The creator of the Emmy-nominated show Raphael Bob-Waksberg – in Australia for Video Junkee – talked to Nic about the serious side of the comedy.

Bob-Waksberg said that the secret behind Bojack’s relatability is his vulnerability. We “understand that he’s wounded”, and that “he feels empty” like we all do at times. Bob-Waksberg contrasts this with other popular culture anti-heroes, who he says glorify bad behaviour and are too cool.

Bob-Waksberg described the fourth season of the show as it’s ‘middle-age’ and finding it in a tricky situation: show’s can often either get bad by repeating themselves too much, or get bad by changing too much. The creator decided he would “rather lose people by things changing and evolving”, than let the show stagnate.

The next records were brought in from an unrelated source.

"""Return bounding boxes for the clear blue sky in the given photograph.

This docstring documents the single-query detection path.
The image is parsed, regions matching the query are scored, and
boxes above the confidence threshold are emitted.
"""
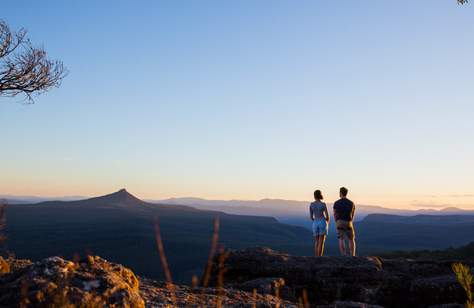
[0,0,474,208]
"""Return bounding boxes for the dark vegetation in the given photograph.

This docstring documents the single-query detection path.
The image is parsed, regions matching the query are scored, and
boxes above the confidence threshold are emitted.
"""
[381,242,474,260]
[0,20,66,102]
[356,214,474,255]
[4,190,312,283]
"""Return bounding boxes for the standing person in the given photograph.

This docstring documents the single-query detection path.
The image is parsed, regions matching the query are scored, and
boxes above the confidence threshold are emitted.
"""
[309,190,329,257]
[334,187,356,256]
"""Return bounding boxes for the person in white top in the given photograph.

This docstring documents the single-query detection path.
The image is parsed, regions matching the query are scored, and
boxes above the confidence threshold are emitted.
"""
[309,189,329,257]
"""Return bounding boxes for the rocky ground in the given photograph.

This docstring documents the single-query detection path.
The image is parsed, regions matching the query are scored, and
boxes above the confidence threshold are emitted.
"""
[214,248,474,307]
[0,248,472,308]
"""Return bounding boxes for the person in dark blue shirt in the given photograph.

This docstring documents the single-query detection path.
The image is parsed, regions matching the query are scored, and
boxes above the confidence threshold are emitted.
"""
[333,187,356,256]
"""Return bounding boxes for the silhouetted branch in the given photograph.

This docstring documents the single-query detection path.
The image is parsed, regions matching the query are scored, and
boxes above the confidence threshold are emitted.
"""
[0,20,67,102]
[0,200,7,245]
[155,217,177,307]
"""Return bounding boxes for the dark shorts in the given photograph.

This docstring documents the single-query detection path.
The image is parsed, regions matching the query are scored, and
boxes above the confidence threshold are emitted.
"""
[336,220,355,240]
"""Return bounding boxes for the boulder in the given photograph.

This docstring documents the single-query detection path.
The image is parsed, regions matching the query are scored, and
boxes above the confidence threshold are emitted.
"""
[213,248,472,307]
[0,256,145,308]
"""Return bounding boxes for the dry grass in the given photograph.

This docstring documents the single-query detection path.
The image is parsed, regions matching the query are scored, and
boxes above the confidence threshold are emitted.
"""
[155,218,177,307]
[0,201,10,274]
[452,263,474,308]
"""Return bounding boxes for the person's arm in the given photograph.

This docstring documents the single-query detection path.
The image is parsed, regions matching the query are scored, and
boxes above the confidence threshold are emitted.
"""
[324,206,331,224]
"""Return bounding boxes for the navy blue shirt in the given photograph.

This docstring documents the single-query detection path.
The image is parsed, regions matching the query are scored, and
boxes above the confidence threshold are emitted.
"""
[333,198,355,221]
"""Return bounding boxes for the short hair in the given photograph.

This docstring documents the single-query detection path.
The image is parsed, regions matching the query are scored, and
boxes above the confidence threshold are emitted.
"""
[339,187,349,197]
[314,189,324,200]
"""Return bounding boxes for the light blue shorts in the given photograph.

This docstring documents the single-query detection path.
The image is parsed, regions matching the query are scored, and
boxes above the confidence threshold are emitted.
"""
[313,219,328,236]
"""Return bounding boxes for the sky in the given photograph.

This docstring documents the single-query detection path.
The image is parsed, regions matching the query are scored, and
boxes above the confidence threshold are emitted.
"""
[0,0,474,209]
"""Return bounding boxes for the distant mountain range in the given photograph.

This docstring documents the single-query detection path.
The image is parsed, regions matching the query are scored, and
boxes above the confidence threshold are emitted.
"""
[149,198,474,228]
[4,189,474,282]
[5,189,312,282]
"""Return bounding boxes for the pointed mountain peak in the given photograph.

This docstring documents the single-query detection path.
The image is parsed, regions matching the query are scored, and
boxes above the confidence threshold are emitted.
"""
[93,188,143,203]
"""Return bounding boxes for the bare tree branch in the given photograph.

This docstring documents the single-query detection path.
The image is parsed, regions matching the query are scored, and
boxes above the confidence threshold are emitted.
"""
[0,20,67,102]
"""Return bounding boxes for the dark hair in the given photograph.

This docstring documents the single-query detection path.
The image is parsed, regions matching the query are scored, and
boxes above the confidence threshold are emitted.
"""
[314,189,324,200]
[339,187,349,197]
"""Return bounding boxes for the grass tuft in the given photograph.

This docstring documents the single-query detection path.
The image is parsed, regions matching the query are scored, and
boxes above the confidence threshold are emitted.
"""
[452,263,474,308]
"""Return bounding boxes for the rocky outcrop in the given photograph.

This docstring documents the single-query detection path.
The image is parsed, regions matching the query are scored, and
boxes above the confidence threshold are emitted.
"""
[0,256,145,308]
[0,256,297,308]
[214,248,472,307]
[0,248,473,308]
[140,279,298,308]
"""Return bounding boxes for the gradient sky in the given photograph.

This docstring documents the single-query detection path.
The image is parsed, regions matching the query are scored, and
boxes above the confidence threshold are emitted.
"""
[0,0,474,208]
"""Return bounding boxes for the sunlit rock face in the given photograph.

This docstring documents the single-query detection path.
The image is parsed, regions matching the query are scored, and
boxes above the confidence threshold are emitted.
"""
[0,256,145,308]
[0,248,474,308]
[213,248,474,307]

That’s not to say there is a plan, though. On Bojack Horseman, Bob-Waksberg admits he “doesn’t really know where it’s going” but that is the exciting thing. He discusses how working with Netflix has been creatively freeing.

Although he doesn’t have any overarching plan for characters, Bob-Waksberg says he loves nothing more than taking characters ‘who seem like a joke’ and uncovering their hidden side — something he’s shown an interest in doing with other famous characters.

Raphael Bob-Waksberg is in Australia for Video Junkee.